16 Mitsgaders al het zilver en goud, dat gij vinden zult in het ganse landschap van Babel, met de vrijwillige gave des volks en der priesteren, die vrijwilliglijk geven, ten huize huns Gods, dat te Jeruzalem is;
17 Opdat gij spoediglijk voor dat geld koopt runderen, rammen, lammeren, met hun spijsofferen, en hun drankofferen, en die offert op het altaar van het huis van ulieder God, dat te Jeruzalem is.
18 Daartoe, wat u en uw broederen goed dunken zal, met het overige zilver en goud te doen, zult gijlieden doen naar het welgevallen uws Gods.
19 En geef de vaten, die u gegeven zijn tot den dienst van het huis uws Gods, weder voor den God van Jeruzalem.
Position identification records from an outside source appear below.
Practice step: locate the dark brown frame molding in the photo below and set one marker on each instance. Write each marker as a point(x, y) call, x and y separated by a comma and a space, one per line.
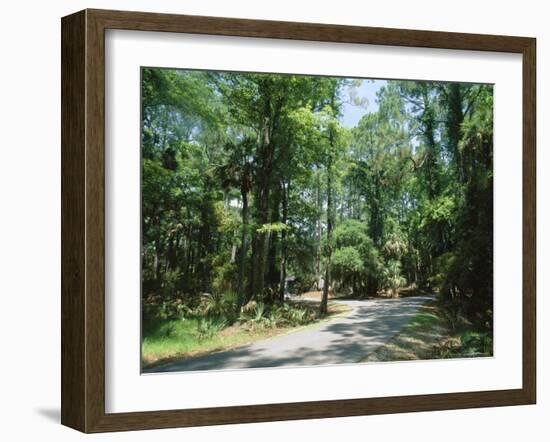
point(83, 216)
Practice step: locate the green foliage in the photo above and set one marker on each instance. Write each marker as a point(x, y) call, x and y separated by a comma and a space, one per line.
point(209, 326)
point(250, 181)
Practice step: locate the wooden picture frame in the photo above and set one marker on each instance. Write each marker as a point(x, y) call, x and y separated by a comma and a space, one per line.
point(83, 220)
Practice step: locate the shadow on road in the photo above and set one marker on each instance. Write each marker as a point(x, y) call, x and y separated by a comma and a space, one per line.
point(347, 340)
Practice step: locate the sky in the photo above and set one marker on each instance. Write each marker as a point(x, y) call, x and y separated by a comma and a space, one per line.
point(353, 113)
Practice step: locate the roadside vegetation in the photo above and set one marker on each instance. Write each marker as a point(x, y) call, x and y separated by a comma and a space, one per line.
point(260, 187)
point(177, 331)
point(431, 335)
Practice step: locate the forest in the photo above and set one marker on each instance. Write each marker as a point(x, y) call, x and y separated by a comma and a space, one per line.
point(260, 187)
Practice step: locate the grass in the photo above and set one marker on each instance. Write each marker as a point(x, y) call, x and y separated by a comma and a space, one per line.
point(169, 340)
point(427, 336)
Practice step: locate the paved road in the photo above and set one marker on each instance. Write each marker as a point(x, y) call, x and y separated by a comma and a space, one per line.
point(342, 340)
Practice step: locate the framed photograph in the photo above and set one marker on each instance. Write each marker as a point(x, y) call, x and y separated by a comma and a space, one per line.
point(267, 220)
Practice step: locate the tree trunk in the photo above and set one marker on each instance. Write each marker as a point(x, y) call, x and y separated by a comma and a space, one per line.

20 Het overige nu, dat van node zal zijn voor het huis uws Gods, dat u voorvallen zal uit te geven, zult gij geven uit het schathuis des konings.
21 En van mij, mij, koning Arthahsasta, wordt bevel gegeven aan alle schatmeesters, die aan gene zijde der rivier zijt, dat alles, wat Ezra, de priester, de schriftgeleerde der wet van den God des hemels, van u zal begeren, spoediglijk gedaan worde;
22 Tot honderd talenten zilvers toe, en tot honderd kor tarwe, en tot honderd bath wijn, en tot honderd bath olie, en zout zonder voorschrift.